Theoretische Chemie, Fakultät für Chemie, Universität Bielefeld, Universitätsstraße 25, D-33615 Bielefeld, Germany.
J Chem Phys. 2017 Aug 28;147(8):084105. doi: 10.1063/1.4997995.
An approach for the construction of vibronically coupled potential energy surfaces describing reactive collisions is proposed. The scheme utilizes neural networks to obtain the elements of the diabatic potential energy matrix. The training of the neural network employs a diabatization by the Ansatz approach and is solely based on adiabatic electronic energies. Furthermore, no system-specific symmetry consideration is required. As the first example, the H+Cl→H+HCl reaction, which shows a conical intersection in the entrance channel, is studied. The capability of the approach to accurately reproduce the adiabatic reference energies is investigated. The accuracy of the fit is found to crucially depend on the number of data points as well as the size of the neural network. 5000 data points and a neural network with two hidden layers and 40 neurons in each layer result in a fit with a root mean square error below 1 meV for the relevant geometries. The coupled diabatic potential energies are found to vary smoothly with the coordinates, but the conical intersection is erroneously represented as a very weakly avoided crossing. This shortcoming can be avoided if symmetry constraints for the coupling potential are incorporated into the neural network design.

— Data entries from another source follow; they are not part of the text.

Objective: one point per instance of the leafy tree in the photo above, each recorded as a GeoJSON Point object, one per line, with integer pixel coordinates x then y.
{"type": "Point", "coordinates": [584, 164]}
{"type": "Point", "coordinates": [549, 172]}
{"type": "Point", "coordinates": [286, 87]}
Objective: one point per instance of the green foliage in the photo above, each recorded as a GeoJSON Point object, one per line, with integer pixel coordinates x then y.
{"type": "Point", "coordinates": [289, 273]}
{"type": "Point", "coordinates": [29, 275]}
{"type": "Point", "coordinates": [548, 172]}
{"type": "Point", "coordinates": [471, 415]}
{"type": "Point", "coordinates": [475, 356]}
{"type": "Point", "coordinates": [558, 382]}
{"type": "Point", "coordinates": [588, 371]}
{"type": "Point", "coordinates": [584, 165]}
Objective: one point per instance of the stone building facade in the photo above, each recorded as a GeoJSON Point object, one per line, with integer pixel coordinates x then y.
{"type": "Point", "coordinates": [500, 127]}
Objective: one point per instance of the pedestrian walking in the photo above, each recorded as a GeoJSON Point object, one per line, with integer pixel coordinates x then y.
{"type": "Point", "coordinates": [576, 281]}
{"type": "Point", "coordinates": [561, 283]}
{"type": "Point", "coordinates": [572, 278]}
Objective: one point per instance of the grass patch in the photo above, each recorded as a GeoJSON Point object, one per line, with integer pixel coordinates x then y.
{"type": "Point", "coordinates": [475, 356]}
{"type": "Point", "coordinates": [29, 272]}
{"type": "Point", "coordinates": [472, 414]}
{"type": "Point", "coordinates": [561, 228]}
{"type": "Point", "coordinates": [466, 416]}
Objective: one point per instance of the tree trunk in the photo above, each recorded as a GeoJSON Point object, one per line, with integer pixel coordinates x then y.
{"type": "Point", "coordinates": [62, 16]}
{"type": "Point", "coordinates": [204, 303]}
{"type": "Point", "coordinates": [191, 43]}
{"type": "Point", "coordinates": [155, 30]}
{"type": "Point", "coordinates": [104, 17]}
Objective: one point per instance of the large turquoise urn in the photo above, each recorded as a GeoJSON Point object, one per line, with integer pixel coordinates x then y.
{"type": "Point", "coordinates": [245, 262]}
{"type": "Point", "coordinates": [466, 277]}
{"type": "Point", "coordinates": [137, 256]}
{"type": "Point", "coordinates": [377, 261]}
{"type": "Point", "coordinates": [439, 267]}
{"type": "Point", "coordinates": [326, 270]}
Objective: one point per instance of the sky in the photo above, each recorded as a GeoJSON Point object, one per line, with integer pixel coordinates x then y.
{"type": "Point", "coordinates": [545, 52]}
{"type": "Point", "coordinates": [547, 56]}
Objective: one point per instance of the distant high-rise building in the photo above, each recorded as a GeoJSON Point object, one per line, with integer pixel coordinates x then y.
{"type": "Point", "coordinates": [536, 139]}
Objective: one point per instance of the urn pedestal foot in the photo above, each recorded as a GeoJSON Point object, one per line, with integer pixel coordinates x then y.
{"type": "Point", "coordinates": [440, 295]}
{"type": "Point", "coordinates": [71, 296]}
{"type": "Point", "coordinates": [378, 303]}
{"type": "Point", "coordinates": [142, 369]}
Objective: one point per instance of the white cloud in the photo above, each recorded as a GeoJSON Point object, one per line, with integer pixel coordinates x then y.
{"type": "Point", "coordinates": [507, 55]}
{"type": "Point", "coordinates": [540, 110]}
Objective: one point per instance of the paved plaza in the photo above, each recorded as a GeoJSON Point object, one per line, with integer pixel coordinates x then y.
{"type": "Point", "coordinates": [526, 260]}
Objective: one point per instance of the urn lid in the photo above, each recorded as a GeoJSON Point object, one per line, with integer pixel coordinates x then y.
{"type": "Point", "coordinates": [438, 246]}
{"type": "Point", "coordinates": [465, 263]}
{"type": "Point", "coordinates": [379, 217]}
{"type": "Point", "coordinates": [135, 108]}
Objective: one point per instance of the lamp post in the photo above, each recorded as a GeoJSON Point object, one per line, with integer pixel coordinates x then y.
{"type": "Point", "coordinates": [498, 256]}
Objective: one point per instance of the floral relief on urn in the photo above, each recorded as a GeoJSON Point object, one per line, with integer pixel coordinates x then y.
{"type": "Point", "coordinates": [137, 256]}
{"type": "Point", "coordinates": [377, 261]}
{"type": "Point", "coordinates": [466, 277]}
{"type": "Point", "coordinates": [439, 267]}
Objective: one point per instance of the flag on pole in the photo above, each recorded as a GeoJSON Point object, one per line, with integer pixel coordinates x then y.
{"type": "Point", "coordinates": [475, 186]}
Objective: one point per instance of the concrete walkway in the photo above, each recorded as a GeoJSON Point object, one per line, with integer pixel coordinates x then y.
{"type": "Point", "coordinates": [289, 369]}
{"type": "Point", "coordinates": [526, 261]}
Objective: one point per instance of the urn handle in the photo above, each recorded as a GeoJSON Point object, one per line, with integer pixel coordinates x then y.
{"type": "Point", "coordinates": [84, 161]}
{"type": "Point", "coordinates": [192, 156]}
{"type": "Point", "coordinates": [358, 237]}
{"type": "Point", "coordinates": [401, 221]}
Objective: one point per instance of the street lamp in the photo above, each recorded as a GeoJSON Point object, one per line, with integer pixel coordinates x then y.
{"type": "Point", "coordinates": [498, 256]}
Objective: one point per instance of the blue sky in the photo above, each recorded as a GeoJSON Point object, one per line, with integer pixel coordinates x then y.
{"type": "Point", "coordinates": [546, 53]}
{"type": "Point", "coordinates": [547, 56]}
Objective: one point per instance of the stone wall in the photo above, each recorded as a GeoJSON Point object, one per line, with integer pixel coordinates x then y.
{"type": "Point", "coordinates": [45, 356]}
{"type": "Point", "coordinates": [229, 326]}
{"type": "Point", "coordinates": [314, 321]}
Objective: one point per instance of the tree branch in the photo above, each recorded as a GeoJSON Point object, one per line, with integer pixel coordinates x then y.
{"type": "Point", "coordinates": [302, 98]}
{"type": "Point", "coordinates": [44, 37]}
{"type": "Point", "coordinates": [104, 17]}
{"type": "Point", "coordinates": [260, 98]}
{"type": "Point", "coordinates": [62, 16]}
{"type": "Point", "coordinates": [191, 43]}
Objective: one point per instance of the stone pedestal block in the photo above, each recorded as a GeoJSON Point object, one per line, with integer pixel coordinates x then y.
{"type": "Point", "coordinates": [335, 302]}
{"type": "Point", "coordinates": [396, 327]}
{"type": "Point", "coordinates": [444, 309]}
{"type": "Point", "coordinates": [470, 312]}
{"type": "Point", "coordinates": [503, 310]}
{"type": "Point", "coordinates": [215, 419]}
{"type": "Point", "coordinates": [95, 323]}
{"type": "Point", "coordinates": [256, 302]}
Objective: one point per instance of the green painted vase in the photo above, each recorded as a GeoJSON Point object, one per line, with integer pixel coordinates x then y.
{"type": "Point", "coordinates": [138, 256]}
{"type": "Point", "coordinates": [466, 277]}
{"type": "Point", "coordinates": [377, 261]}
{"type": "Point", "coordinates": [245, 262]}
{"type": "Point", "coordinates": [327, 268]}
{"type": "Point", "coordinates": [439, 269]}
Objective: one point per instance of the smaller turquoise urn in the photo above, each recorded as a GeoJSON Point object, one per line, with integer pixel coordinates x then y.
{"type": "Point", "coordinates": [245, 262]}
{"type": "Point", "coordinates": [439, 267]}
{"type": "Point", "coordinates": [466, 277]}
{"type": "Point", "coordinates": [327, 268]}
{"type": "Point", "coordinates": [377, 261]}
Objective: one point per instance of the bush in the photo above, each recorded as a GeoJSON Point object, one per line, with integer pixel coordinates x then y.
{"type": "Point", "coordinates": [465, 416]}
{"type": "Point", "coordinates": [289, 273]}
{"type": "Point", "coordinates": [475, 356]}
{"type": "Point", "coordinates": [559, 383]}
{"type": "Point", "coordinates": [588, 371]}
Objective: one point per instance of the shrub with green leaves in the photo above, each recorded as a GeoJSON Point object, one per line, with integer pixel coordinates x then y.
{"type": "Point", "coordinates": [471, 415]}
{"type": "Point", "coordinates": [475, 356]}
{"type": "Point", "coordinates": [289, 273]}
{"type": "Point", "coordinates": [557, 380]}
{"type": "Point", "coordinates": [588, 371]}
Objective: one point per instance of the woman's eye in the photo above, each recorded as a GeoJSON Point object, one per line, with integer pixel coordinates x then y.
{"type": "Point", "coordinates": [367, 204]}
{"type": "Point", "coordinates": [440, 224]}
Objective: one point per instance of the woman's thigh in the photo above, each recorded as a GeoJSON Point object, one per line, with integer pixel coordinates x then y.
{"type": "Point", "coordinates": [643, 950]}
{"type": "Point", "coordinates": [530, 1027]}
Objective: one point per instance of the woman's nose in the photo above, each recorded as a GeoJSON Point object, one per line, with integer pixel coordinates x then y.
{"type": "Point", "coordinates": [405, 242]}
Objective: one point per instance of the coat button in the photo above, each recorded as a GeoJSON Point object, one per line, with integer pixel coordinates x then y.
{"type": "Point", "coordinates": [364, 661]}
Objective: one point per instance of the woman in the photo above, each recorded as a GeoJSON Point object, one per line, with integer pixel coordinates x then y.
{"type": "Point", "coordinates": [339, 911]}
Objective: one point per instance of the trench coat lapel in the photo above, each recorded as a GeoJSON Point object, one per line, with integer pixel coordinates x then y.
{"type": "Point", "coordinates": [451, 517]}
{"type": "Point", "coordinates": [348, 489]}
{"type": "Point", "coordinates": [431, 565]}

提出了一种构建描述反应性碰撞的振子耦合势能面的方法。该方案利用神经网络获得非绝热势能矩阵的元素。神经网络的训练采用 Ansatz 方法进行二聚化,并且仅基于绝热电子能。此外,不需要特定于系统的对称考虑。作为第一个例子,研究了 H+Cl→H+HCl 反应,该反应在入口通道中显示出锥形交叉。研究了该方法准确再现绝热参考能量的能力。发现拟合的准确性严重依赖于数据点的数量以及神经网络的大小。对于相关的几何形状,使用 5000 个数据点和具有两个隐藏层且每个层具有 40 个神经元的神经网络,结果得到的拟合均方根误差低于 1 毫电子伏特。发现耦合非绝热势能随坐标平滑变化,但锥形交叉被错误地表示为非常弱的避免交叉。如果将耦合势的对称约束纳入神经网络设计中,则可以避免此缺点。